A Policy Memorandum published with the Bill suggests that providing an independent right for pupils to withdraw would address recommendations from the UN Committee on the Rights of the Child (para 60). It notes, however, that “consultation and engagement raised concerns around how an independent right for pupils would be balanced with parental rights” and that it would continue to conflate religious observance and religious instruction in legislation.

This second criticism applies to the approach taken in the Bill too. The Policy Memorandum states that Religious and Moral Education “is one of the eight curriculum areas within the Curriculum for Excellence framework and is considered to make an important contribution to the personal and social development of children and young people” (para 13).  Given this, it would be perhaps appropriate for Scotland to take the same approach  as Wales – where the new curriculum similarly integrates the teaching of religion, values and ethics and here there is no opt out at all from this given its centrality to the curriculum.

In Wales, however, the law on religious worship in schools remains unreformed and remains subject to opt out. Perhaps the solution, in Scotland, Wales and England, is to move towards inclusive assemblies that are non-religious in nature.

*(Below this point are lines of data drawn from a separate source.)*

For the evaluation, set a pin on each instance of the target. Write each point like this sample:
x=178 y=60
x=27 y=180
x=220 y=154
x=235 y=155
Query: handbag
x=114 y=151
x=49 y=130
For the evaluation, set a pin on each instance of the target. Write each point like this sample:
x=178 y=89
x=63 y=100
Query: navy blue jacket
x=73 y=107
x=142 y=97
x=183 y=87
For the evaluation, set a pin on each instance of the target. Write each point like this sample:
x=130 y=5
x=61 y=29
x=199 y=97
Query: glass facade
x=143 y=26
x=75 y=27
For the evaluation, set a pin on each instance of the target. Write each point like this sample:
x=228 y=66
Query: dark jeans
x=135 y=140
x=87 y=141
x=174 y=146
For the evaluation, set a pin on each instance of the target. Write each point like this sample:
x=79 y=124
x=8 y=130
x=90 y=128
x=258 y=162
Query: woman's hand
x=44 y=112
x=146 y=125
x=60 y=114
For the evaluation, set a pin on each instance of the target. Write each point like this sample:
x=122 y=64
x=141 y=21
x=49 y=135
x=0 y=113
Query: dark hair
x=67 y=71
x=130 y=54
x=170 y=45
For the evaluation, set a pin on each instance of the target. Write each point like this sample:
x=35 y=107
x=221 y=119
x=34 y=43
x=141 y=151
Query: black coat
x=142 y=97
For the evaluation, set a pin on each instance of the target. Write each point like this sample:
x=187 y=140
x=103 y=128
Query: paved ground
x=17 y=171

Consideration of these more radical reforms underscores how limited the new Scottish Bill is. Although it is a welcome improvement, it does not satisfy calls to fully recognise the rights of children. Perhaps this shows the limitations of opt-outs in general and that a new approach to religion in school is needed.

Russell Sandberg

2 thoughts on “The Children (Withdrawal from Religious Education and Amendment of UNCRC Compatibility Duty) (Scotland) Bill

  1. Pingback: New Blog Post: The Children (Withdrawal from Religious Education and Amendment of UNCRC Compatibility Duty) (Scotland) Bill – Russell Sandberg

  2. Education Scotland is a Scottish Government executive agency. Its website says this:

    “In Scotland, if your child’s 16th birthday falls on or between 1 March and 30 September, they can leave school in the May of that year. If their birthday falls between October and February, they can leave at the start of the winter holidays.”

    Unsurprisingly, that means that – leaving aside sixth-formers – in any Scottish secondary school there will be pupils in year 5 who are sixteen.

    In Scotland, sixteen is the age of majority: a 16-year-old can, for example, marry without parental consent. It seems very strange to me that, under the terms of the Bill as I understand them, a 16-year-old is regarded as competent to marry but not to decide that he or she does not wish to participate in religious observance in school.

    But it’s symptomatic of the whole business of rights inhering in parents rather than children. Why a rational 14- or 15-year-old should not be regarded as competent to make such a decision, I simply do not understand.